The Business of Personal Data Brokers and Online Privacy

by August 2, 2018

ProPublica recently published a story on how health insurance companies are buying up people’s personal information to set costs.(Photo courtesy of DARPA/Wikimedia Commons)

The clash between privacy and the internet has surged in the past year with Facebook’s misinformation debacle, the European Union’s proposed privacy laws and countless stories of companies targeting consumers in the most unconventional ways.

Advertisement has had a seismic shift as companies found a nuance on how to deliver their products to consumers more effectively. That strategy — collecting personal data information — has had a lasting impression on various organizations.

The latest entities tapping into the public’s personal data are health insurers. It seems like every other week a new industry is falling fond of this method to connect with consumers online, and the dangers of this strategy rely around the questions that can’t be answered straightforward from those companies that collect personal data.

ProPublica recently published a story on how health insurance companies are buying up people’s personal information and using machine learning algorithms to predict how much your health care costs based on several pieces of information such as race, income and personal habits.

The stories reporter can generate by looking at different companies across several industries exploring personal data mining can be profound because it can help the public better understand how far companies will go to know about their consumers — and to keep companies accountable that gather personal information from American citizens.

State Laws

California is among the leader for pushing a new piece of legislation titled the California Consumer Privacy Act. The new law hopes to shine light at how companies compile the various personal information from California residents.

Among the provisions in the new law are options for California residents to opt out from having their data sold by companies, the right to request deleting personal information and having companies compile Californians’ data in an easy format. Data brokers who make their profits from collecting people’s data are among the biggest losers.

Some other state like Illinois have less stringent laws that gives consumers the right to know what companies do with their information and what other business they share it with. Illinois’s “right to know” bill came at the heels from federal government’s rollback on regulations limiting access to consumer protections.

States now have been on the move to step up and protect their citizens. Are there any proposed measures similar to ones in California or Illinois? Contact your local consumer protection advocates. Or if you want to take your story to a fresh new angle, research law firms that are backlogged with consumer protection cases or ones defending tech companies.

Unregulated industry

While there are plenty of companies that buy personal information to market their product of service, the act itself is left by lawmakers who have a challenging time adapting to the digital age. For example, Quartz finds that you (if you’re a Facebook user) end up making $12 in revenue for Facebook, according to an analysis from the news outlet in 2016.
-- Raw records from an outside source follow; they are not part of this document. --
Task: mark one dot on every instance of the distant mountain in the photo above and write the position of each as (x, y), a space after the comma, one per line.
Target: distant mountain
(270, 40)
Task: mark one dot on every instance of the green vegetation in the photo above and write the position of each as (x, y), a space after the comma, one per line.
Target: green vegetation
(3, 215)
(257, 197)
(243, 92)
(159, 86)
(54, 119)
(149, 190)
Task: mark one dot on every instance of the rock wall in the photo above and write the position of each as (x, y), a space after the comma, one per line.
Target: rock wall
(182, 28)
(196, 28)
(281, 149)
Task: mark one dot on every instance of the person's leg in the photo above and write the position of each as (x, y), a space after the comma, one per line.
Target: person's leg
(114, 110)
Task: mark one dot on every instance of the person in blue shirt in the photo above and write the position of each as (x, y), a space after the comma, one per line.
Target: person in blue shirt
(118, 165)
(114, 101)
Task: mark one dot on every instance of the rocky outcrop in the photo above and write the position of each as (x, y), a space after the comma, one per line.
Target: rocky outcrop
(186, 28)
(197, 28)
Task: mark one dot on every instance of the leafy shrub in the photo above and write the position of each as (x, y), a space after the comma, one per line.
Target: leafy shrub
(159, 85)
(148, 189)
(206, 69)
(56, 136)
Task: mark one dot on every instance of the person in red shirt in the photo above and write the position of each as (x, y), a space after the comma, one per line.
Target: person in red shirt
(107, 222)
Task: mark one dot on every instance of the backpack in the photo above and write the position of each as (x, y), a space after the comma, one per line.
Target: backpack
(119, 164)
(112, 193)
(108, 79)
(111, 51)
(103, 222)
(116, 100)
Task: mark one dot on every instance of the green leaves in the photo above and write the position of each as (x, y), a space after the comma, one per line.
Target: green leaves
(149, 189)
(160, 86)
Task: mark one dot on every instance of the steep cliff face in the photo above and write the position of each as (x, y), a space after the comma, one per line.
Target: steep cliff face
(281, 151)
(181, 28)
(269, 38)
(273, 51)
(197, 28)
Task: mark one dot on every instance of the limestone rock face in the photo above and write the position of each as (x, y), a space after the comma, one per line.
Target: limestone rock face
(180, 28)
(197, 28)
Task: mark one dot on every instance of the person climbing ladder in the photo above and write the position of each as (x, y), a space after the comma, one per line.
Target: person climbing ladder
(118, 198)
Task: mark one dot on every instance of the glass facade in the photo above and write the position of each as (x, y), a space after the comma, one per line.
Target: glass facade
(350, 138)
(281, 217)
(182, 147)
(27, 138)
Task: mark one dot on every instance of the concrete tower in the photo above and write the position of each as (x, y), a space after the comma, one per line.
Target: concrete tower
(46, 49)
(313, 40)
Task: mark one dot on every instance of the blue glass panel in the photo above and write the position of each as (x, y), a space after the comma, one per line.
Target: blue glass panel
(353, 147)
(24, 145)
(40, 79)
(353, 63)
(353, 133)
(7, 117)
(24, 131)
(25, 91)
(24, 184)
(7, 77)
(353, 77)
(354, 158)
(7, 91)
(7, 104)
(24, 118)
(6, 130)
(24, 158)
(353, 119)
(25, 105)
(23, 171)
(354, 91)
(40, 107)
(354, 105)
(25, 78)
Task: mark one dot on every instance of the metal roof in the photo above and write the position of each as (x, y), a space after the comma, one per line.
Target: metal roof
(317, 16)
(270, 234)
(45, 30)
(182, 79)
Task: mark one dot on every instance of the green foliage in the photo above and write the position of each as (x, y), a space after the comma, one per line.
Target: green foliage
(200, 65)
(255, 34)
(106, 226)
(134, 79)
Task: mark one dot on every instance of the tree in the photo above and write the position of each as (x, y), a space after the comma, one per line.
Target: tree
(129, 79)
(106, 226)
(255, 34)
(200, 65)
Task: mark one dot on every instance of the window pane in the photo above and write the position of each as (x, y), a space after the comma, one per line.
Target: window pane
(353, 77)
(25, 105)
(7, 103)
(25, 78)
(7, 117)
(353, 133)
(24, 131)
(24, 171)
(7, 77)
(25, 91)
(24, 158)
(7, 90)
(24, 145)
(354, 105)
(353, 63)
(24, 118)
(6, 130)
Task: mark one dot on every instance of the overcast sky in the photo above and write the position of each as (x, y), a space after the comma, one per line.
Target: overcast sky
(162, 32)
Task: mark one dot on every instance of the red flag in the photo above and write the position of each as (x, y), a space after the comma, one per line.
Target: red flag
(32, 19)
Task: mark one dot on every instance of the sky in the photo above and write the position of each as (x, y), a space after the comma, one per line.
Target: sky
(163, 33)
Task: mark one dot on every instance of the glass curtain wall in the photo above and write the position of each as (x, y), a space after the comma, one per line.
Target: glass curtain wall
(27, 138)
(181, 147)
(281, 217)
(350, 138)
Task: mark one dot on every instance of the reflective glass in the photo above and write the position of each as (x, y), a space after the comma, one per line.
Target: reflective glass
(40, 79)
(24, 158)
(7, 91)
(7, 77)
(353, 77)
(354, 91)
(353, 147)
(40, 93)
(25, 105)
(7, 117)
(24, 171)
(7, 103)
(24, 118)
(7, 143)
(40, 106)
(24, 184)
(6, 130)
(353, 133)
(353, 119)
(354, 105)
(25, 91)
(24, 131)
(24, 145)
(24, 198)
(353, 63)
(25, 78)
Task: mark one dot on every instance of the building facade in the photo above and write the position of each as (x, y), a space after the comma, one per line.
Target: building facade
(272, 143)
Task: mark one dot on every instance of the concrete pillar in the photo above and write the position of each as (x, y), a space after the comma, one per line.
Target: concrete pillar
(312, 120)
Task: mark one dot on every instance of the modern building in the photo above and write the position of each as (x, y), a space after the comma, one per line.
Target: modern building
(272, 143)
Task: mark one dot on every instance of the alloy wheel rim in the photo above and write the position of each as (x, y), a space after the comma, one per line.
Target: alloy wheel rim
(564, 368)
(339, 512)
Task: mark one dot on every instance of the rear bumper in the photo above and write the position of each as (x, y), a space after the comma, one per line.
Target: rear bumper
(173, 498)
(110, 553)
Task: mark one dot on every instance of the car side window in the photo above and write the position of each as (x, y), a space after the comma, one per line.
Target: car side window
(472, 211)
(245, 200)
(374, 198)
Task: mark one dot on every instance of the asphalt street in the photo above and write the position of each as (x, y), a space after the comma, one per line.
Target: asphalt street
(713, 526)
Law firms in Pennsylvania, Tennessee and California are testing with the idea of using geofencing — a smartphone’s ability to locate your parameters — to pop up ads for personal injury lawyers in patient’s phones whenever they are in emergency rooms. The practice is uncontested with federal laws only protecting America’s medical information such as the Health Insurance Portability and Accountability Ac, or HIPAA.

Look into your local tech companies that are teaming up with service industries trying to target consumers more efficiently with geofencing or by collecting their personal data.